Fae Myenne Ng’s Orphan Bachelors is a memoir of San Francisco’s Chinatown and of a family building a life in a country bent on their exclusion. She writes, “exclusion and confession WERE, the two slamming doors of America … All his life, my father raged that the Exclusion Act was a brilliant piece of legislation because it was bloodless. He’d intone, ‘America didn’t have to kill any Chinese; her law assured none would be born.’”’
Norman Wong is the great-grandson of Wong Kim Ark. Wong Kim Ark fought a landmark Supreme Court case to claim his right as an American citizen. Writes The Washington Post: “In 1895, Wong Kim Ark returned from a visit to his family’s ancestral village in Taishan, in China’s Guangdong province, and was barred from reentering the United States. His three-year legal battle culminated in the Supreme Court’s ruling that the citizenship clause of the 14th Amendment — which protects those born on U.S. soil who are “subject to the jurisdiction” of the government — affirmed his status as an American by birth.”
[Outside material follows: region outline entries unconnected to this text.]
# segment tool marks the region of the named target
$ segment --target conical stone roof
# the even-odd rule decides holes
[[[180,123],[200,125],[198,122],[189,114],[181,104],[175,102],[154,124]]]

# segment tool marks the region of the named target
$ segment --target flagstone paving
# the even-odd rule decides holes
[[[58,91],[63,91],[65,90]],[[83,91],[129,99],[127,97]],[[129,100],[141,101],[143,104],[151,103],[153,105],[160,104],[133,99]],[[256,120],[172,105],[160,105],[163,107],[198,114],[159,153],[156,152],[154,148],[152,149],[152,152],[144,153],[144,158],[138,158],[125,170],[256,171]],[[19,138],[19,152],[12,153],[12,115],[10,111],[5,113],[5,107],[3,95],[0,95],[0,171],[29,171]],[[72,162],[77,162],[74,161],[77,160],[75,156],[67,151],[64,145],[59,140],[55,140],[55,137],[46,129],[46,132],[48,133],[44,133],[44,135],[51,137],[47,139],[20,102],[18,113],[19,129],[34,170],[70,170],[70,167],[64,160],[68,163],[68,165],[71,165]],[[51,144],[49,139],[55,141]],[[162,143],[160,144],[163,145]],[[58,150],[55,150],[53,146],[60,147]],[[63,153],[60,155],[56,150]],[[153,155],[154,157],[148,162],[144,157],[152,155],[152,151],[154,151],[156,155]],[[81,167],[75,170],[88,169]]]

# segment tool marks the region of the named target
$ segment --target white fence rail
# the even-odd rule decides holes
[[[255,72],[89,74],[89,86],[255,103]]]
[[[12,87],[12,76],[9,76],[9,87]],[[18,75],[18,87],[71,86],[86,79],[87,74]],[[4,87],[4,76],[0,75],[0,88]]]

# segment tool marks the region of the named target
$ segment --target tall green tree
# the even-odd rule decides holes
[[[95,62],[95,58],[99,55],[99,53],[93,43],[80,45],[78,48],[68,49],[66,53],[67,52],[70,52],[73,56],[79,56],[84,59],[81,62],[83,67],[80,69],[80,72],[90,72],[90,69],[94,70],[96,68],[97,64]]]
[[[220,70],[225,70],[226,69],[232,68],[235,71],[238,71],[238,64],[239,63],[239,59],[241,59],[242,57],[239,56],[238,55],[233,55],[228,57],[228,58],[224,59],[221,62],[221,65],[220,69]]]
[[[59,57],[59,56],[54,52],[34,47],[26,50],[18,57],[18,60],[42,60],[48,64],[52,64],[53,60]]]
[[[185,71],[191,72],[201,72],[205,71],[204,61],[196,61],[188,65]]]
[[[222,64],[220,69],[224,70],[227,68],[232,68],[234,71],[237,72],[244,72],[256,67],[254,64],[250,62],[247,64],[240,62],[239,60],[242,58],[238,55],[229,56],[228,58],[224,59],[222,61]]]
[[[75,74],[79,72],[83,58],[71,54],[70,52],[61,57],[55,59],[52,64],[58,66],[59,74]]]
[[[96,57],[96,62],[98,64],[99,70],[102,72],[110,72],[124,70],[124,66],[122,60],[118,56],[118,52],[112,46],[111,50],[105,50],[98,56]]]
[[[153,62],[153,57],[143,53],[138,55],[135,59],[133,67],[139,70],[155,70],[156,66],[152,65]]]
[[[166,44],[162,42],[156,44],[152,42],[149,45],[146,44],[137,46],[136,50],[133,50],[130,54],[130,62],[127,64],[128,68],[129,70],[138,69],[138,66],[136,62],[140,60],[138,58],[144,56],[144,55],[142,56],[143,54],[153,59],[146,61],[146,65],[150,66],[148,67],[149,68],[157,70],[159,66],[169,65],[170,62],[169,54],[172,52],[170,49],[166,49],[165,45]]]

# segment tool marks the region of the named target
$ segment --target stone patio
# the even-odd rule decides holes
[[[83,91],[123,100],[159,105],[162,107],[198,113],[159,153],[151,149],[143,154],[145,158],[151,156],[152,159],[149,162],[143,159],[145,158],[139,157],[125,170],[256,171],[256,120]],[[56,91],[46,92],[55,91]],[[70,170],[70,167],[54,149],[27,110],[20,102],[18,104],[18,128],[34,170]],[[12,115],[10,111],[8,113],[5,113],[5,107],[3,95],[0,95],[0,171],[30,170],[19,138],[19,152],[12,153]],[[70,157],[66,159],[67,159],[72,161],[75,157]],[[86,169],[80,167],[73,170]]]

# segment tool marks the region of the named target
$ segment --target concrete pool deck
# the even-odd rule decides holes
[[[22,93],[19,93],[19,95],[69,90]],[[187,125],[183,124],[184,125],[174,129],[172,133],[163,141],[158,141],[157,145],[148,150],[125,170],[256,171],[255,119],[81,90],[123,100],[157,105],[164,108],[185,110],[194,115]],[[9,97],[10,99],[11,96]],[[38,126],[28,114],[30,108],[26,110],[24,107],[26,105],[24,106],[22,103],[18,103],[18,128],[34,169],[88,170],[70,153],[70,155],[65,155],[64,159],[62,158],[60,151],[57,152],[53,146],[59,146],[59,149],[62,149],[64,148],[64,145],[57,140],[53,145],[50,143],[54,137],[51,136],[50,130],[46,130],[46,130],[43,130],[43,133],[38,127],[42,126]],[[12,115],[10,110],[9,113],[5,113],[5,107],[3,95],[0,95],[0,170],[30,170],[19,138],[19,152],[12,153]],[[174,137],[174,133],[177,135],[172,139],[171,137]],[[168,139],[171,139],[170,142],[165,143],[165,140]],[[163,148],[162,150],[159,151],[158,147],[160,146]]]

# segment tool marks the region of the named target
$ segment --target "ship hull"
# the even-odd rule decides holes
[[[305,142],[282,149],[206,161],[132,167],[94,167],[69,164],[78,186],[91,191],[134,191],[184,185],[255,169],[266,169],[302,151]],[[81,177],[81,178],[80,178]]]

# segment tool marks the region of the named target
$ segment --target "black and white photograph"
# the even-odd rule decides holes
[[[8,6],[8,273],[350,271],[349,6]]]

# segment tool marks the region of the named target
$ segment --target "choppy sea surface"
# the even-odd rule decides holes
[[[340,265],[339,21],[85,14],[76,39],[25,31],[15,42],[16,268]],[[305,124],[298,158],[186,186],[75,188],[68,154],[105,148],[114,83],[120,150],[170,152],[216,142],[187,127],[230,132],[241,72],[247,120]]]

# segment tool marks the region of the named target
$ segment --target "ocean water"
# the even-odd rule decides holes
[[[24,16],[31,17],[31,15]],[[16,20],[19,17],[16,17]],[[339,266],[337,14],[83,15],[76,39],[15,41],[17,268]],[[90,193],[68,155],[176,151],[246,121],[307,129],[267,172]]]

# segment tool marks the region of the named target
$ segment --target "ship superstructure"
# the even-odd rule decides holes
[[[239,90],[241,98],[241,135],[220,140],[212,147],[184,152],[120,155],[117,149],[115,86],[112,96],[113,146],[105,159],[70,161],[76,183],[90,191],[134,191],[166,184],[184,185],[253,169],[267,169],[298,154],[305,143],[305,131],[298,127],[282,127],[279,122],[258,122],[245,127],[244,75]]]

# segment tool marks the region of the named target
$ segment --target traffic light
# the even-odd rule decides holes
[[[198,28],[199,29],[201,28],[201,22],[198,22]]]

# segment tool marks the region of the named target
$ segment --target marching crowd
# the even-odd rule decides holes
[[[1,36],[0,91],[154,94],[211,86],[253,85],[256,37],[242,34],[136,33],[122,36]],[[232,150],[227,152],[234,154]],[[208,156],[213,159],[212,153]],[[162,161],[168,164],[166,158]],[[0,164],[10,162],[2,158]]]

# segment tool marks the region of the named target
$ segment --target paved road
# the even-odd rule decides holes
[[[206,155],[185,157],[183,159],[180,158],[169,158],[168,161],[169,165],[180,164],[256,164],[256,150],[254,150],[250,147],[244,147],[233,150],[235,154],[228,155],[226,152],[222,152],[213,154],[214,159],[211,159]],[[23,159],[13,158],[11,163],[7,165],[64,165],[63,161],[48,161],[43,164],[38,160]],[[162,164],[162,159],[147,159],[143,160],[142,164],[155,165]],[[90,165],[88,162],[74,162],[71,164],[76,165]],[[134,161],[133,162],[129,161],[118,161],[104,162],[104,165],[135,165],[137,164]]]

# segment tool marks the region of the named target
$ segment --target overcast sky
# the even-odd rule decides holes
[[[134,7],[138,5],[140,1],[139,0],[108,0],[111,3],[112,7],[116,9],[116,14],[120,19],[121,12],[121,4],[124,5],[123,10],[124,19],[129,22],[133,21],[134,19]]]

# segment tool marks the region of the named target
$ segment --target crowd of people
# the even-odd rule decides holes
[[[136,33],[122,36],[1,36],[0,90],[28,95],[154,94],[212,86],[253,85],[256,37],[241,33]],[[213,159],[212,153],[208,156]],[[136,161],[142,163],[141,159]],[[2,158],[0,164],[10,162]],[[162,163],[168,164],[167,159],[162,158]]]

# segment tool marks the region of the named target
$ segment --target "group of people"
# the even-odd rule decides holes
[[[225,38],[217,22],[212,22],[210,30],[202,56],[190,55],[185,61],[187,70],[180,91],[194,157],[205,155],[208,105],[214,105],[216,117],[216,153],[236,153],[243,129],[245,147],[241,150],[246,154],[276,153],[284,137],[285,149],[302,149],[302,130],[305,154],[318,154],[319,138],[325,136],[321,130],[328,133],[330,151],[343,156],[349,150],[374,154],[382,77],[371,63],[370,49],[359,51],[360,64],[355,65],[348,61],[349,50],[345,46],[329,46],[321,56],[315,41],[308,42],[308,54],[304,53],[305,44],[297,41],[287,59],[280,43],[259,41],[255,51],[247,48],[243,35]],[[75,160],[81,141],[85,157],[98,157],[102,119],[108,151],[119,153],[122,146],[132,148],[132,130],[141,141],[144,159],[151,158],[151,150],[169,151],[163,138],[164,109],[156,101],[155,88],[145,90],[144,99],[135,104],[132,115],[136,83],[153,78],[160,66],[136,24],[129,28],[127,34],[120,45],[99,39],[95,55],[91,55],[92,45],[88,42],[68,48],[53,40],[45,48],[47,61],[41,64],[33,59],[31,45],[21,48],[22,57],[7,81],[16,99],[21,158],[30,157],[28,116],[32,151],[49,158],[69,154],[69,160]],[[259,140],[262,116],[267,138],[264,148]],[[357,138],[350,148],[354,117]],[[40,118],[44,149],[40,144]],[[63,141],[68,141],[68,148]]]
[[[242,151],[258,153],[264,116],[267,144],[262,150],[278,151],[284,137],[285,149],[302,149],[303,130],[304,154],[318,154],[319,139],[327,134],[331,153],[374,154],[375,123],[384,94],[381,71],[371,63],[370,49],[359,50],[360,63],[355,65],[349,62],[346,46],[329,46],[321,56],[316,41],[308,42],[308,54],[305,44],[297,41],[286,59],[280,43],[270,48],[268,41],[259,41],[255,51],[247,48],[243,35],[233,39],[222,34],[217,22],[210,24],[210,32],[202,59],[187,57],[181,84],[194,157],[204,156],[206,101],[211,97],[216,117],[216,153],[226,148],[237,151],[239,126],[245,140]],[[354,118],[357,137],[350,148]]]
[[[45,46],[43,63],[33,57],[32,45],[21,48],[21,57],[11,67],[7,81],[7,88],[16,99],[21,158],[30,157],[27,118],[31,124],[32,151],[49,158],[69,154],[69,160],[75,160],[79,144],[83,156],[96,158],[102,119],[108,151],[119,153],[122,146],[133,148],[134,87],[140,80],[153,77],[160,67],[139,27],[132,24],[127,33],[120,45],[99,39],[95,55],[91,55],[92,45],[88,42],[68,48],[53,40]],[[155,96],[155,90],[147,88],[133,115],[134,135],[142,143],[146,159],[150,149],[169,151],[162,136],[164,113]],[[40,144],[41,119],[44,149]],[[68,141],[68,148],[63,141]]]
This event is sponsored by Eastwind Books, Oakland Asian Cultural Center, Asian American Research Center (UC Berkeley), Center for Race & Gender (UCB), Organization of Chinese Americans (OCA) East Bay, Asian American & Asian Diaspora Studies (UCB), Cal Alumni Association, Chinese Chapter (UCB); Center for Race, Immigration, Citizenship & Equality, (UC Law SF), History Department (UCB).
* Please note that Michael Luo and Fae Myenne Ng will join the panel virtually online.
Panelist Bios
Michael Luo is an executive editor at The New Yorker and writes regularly for the magazine on politics, religion, and Asian American issues. He joined The New Yorker in 2016. Before that, he spent thirteen years at the New York Times, as a metro reporter, national correspondent, and investigative reporter and editor. He is a recipient of a George Polk Award and a Livingston Award for Young Journalists. He is the author of Strangers in the Land: Exclusion, Belonging, and the Epic Story of the Chinese in America.
Fae Myenne Ng is the author of Orphan Bachelors, a Memoir, the bestseller and PEN/Faulkner Fiction finalist Bone, and the American Book Award winner Steer Toward Rock. She has been the recipient of fellowships from the American Academy of Arts & Letters, the Guggenheim, the Lannan Foundation, the NEA, the Radcliffe Institute, and the Rockefeller Foundation. She teaches creative writing and literature in UC Berkeley’s Department of Asian American and Asian Diaspora Studies.
Norman Wong is the great-grandson of Wong Kim Ark, who fought a landmark Supreme Court case to claim his right as an American citizen in 1895, thereby affirming the 14th Amendment’s establishment of birthright citizenship for all born in the United States. Norman lives in the Bay Area, with his wife, Maureen and children.